Montag, 2. September 2013

Kirchdaun.

Wandertour:2013_30
Über die alte Heerstraße Frankfurt-Aachen
Wanderführer: Dieter
Wanderkarte:  Wanderkarte Das Ahrtal
Region:. zwischen Schuld und Sinzig am Rhein.
Länge: 12,14 km
Gehzeit brutto 3 Std. 2 Minuten.  
WDG: 4,0 km/h
Wegmarkierung: örtliche Nr. A1, A4, AFH, Kaiserweg, Frankfurt-Aachen.
Wegbeschaffenheit: schmale Waldwege, breite Wege, Wiesengrund.
Anspruch: leicht
Wetter: Sonne bewölkt 24° Grad C.
Steigung: von 117,9 auf 240,8 insgesamt 295,4m.
Sehenswertes: Panoramablicke auf das Rheintal, Landskrone.
Kirchdaun
Kirchdaun, ein beschaulicher Ort der sich selbst über das Navisystem nicht ansteuern ließ war der Ausgangspunkt der Wanderung. Dieter, spontan heute 1 Jahr älter, führt uns über die berühmte Heerstraße, die den beiden Mitwanderern nicht bekannt war. Fazit, man wird immer älter und lernt dazu.
Passage der alten Heerstraße
Über ein Jahrtausend lang führte die Heerstraße auch als Krönungsstraße von Frankfurt nach Aachen. Bei Kirchdaun führte eine Abzweigung in Richtung Remagen ins Rheintal, und dann weiter mit dem Schiff bis Frankfurt.
Wegweiser

Die A.F.H. wurde bereits im 8. Jahrhundert benutzt. Kaiser Karl der Große hatte Pfalzen entlang dieser Straße in Aachen, Düren, Sinzig, Ingelheim und Frankfurt. So war diese Landstraße die kürzeste Verbindung dieser Königssitze. Schon Pippin III., der Vater Karls des Großen, pflegte von Düren nach Andernach und von Sinzig nach Düren zu reisen, wie aus Berichten von 748 und 758 ersichtlich ist. Auch Kaiser Karl zog von seinem Geburtsort Heristal bei Lüttich über Düren nach Worms und zurück nach Düren.
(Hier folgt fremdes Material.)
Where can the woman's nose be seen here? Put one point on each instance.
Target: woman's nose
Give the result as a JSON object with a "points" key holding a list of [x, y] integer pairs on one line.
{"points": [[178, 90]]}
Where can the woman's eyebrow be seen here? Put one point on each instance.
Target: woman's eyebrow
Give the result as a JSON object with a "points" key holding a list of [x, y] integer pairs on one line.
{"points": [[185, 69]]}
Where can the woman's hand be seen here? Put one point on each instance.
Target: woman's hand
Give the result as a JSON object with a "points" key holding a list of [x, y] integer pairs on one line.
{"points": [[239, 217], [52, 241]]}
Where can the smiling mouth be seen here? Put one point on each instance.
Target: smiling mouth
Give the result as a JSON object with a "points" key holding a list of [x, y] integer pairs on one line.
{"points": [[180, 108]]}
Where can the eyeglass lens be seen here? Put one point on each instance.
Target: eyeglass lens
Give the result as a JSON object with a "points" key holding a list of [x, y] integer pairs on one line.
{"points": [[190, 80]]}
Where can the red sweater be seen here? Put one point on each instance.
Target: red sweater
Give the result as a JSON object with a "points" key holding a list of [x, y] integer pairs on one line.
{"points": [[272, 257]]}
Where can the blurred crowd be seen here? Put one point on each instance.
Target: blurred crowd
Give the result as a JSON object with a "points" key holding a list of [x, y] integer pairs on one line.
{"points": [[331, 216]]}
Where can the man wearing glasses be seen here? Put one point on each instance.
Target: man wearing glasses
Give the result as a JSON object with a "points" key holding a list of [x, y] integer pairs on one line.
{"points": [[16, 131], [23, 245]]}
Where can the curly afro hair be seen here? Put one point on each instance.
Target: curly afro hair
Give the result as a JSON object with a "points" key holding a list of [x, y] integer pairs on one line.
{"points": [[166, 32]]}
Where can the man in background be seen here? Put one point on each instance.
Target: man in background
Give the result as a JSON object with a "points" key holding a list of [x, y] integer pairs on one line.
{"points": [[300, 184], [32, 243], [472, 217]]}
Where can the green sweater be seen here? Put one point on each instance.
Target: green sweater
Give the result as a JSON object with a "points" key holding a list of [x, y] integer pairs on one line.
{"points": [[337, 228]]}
Dabei ist auch ein Aufenthalt in Sinzig beurkundet.
Neue Kapelle Ziertheck
An der Waldkapelle Ziertheck vereinten bzw. teilten sich einst die Nord- und die Südumgehung der Aachen-Frankfurter Heerstraße um das heutige Bad Bodendorf. Wir nutzten die schöne Kapelle zur Mittagsrast.
Windgeschützter Rastplatz
Ein Bildstock "Jesus am Ölberg" mit der Inschrift "1747 Michael Rick Anna Catharina Wermerskirchen Ehel." bildet das Zentrum der im Jahr 1965 von dem Bad Bodendorfer Schreinermeister Johann Bauer und Ehefrau Lambertine Klara, geb. Orth neu aufgebauten Fachwerkkapelle, die eine baufällige Vorgängerin aus dem Jahr 1826 ersetzt.
gepflegter Rasen Golfplatz Bad Bodendorf
Der Bad Bodendorfer Golfplatz ist bestens besucht, da wurde ein Turnier ausgetragen zur Unterstützung der Kölner Tafel, dementsprechend sah der Fuhrpark aus.

Den Sachkundigen Pilze Sammler trafen wir in Heimerzheim im Café Linnartz, der muss sich halt noch lange gedulden bis die Achilles Sehne wieder fit ist. Das Bier vom schwarzen Abt aus Neuzelle hatte den Heilungsverlauf unterbrochen. Durch gesponserten Kaffee und Kuchen bleiben wir fit bis zur nächsten Woche, wenn nach einer Korrektur der Statistik die 500. te Wanderung ansteht. In Mangel an Beteiligten, wird der Archivar eine Route aussuchen.